Following in the footsteps of fellow pop-noir darling Lana Del Rey is the glamorous Dutch vixen, BEA. The twenty two-year old chanteuse is of British parentage making music in Amsterdam, and is in possession of perhaps the silkiest and smoothest cat-like croon of her generation. Something of an industry secret, her PR people have been scrambling to keep BEA’s own brand of cathedral-pop under-wraps as much as possible. Only one track, ‘Breadwinner’, three minutes of haunting, synth-laden R&B, has seen the light of day (or the internet); yet this has been sufficient to cause many a Pitchfork executive’s head to explode all over their precious Macbook screens in outbursts of ‘unsigned’ ecstasy. One thing we do know, though, is hipsters will be wearing clogs come Christmas, and maybe not even metaphorically, you never know with them.
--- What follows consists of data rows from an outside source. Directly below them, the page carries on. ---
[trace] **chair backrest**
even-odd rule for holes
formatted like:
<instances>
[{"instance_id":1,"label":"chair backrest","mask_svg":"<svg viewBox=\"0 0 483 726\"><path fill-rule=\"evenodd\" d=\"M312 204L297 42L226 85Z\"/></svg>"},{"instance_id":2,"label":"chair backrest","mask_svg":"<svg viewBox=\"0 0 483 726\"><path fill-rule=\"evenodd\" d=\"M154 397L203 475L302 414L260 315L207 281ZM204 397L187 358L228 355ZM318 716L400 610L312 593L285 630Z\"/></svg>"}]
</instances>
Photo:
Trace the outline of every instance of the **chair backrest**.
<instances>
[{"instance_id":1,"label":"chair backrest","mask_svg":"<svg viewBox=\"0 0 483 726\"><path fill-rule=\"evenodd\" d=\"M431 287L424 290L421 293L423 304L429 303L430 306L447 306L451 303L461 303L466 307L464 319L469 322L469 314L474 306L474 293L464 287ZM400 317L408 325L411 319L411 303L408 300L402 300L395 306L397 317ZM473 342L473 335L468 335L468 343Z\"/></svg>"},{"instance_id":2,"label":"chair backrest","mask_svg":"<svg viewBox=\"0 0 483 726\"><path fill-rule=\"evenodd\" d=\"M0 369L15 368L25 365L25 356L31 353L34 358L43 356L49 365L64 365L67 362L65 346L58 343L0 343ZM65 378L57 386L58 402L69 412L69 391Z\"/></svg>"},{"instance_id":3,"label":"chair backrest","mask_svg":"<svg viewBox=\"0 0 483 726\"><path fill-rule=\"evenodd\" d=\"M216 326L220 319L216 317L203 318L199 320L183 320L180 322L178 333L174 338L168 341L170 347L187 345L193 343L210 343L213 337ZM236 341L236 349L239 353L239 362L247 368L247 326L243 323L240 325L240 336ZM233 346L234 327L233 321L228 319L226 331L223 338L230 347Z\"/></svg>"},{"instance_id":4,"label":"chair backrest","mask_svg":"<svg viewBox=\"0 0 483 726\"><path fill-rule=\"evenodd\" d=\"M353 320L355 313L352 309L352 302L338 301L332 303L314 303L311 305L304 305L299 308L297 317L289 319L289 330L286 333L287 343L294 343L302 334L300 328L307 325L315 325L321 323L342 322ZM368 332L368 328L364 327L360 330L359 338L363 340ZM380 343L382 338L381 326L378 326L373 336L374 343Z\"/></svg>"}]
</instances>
As for hip hop, after the revolutionary explosion of new artists in 2013, things have gone a bit quiet on the rap front. Of course Chance the Rapper has jumped to the forefront of the genre, yet many of the other ‘next big things’ of yesteryear have been revealed as slightly less incendiary than first thought. Many of the Pro Era collective have dropped off the map since Joey Badass put them there single-handedly in 2012, although the much anticipated follow-up to P.E.E.P : the aPROcalypse is definitely worthy of attention (The Secc$ Tap,e 2, released February 14), despite the lack of solo material recently.
Perhaps the biggest news item on the agenda is the continued collaboration between young gun Bishop Nehru and hip hop titan and mask-toting nut, MF Doom. Thankfully putting the lyrical trash of fellow hype-men Dillan Cooper and Vic Mensa in the shade, the rapper from Rockland County’s joint-album with Doom is due out later this year, and just might be possibly maybe the best hip hop album since Doom’s own 2004 effort Madvillainy. Perhaps the most impressive endorsement of Nehru’s talents are legendary wordsmith Nas’s recent declarations that Bishop is “the future of music.” It appears the world is yours, Mr Nehru, don’t blow it like so many of your peers appear to have done.
In other, more high profile news, Kanye West continues to be the hardest working moron in music, although a misunderstood one at that, and Win Butler still hasn’t washed his hair, despite my complaints.